Croatia Announces Goal To Cut Carbon Emissions 80 Percent By 2050


     Croatia has taken several important steps to fight climate change in brand new legislation. The nation has decided to take a carbon reduction rather than neutrality approach, aiming for an 80 percent reduction in emissions by 2050. This is not ambitious enough for the crisis at hand, but it is more ambitious action than the United States and China are currently taking and also sets the stage for improvement.

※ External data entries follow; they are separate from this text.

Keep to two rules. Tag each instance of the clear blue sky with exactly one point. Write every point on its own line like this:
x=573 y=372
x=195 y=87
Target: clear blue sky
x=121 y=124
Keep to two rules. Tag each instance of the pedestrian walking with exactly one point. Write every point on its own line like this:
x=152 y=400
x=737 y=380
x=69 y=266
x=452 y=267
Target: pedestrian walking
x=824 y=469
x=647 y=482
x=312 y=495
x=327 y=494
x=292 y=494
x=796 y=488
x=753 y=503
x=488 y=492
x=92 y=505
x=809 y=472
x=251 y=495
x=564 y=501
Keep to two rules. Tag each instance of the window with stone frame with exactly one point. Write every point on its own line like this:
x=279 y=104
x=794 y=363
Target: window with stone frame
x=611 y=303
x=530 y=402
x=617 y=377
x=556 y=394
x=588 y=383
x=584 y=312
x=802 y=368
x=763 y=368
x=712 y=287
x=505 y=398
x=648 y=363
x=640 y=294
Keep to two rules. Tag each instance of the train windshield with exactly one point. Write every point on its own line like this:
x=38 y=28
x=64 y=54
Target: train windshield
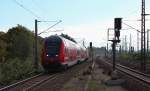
x=52 y=46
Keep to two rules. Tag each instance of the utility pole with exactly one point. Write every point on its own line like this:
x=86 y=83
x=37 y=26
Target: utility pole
x=130 y=44
x=125 y=44
x=117 y=28
x=138 y=42
x=148 y=42
x=143 y=36
x=36 y=46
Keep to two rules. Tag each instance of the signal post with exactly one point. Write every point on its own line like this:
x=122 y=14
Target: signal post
x=117 y=28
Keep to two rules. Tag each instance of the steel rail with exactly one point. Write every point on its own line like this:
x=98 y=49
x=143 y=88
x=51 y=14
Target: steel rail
x=133 y=73
x=41 y=82
x=20 y=82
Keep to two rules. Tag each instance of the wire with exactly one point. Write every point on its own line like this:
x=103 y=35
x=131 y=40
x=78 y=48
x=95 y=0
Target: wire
x=21 y=5
x=50 y=27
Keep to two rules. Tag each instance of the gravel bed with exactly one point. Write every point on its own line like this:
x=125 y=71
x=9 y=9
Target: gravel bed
x=58 y=83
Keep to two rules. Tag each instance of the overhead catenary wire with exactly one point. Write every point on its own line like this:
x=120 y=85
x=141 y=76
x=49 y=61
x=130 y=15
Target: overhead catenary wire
x=50 y=27
x=28 y=10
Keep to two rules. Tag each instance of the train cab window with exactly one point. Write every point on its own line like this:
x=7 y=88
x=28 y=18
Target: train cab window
x=52 y=46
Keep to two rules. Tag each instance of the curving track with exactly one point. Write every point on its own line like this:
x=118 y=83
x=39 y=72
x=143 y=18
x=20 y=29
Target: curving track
x=29 y=83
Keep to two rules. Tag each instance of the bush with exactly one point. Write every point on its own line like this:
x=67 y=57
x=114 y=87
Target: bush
x=15 y=69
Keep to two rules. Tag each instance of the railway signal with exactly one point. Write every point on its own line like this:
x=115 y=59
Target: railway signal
x=117 y=28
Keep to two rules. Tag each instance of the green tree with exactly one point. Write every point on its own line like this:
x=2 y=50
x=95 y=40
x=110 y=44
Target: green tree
x=20 y=42
x=3 y=47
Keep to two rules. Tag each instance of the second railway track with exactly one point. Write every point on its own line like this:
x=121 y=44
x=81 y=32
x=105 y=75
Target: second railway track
x=144 y=78
x=29 y=83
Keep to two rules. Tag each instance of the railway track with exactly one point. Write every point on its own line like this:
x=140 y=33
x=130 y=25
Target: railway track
x=145 y=78
x=30 y=83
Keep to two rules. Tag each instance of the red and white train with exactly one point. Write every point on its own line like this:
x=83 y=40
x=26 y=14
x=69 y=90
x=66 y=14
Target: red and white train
x=60 y=52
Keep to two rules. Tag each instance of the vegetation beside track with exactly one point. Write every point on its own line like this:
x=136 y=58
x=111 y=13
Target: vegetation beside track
x=17 y=54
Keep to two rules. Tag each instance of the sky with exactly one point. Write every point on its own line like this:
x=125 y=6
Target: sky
x=86 y=20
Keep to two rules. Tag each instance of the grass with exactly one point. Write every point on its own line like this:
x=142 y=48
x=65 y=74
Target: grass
x=16 y=69
x=93 y=86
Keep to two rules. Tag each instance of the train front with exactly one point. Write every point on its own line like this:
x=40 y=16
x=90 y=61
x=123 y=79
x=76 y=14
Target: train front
x=53 y=53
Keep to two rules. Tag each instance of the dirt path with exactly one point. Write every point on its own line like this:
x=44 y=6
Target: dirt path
x=90 y=82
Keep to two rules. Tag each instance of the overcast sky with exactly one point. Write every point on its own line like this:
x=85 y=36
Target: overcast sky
x=81 y=19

     Croatia is the first nation in the Balkans to set a target of this nature. The region was beleaguered by war and instability at the end of the Cold War that culminated in genocide and NATO intervention in the 1990s, and in many respects the region has yet to recover. As such, Eastern Europe as a whole relies heavily on coal as well as lignite, another disgusting fossil fuel referred to as "brown coal." The new legislation includes provisions for a total phaseout of coal by 2040; the EU wants coal gone by 2030, but this is an Eastern European nation saying goodbye to coal.

     The European Union recently unveiled draft motions to make the body, responsible for 10 percent of global carbon emissions, carbon neutral by 2050, and the COP 26 conference in Glasgow this November is likely to see nations around the world pledge the same goal. Croatia's target without the EU or UN is 80 percent; with some help, carbon neutrality by 2050 should not be a major imposition or a drastic jump for the country. 

     Coal and oil are dying, and renewable energy has a bright future globally. Thank you, Croatia, for taking the first steps, and we look forward to seeing a future of clean air and water, energy security, healthy communities, and so much more.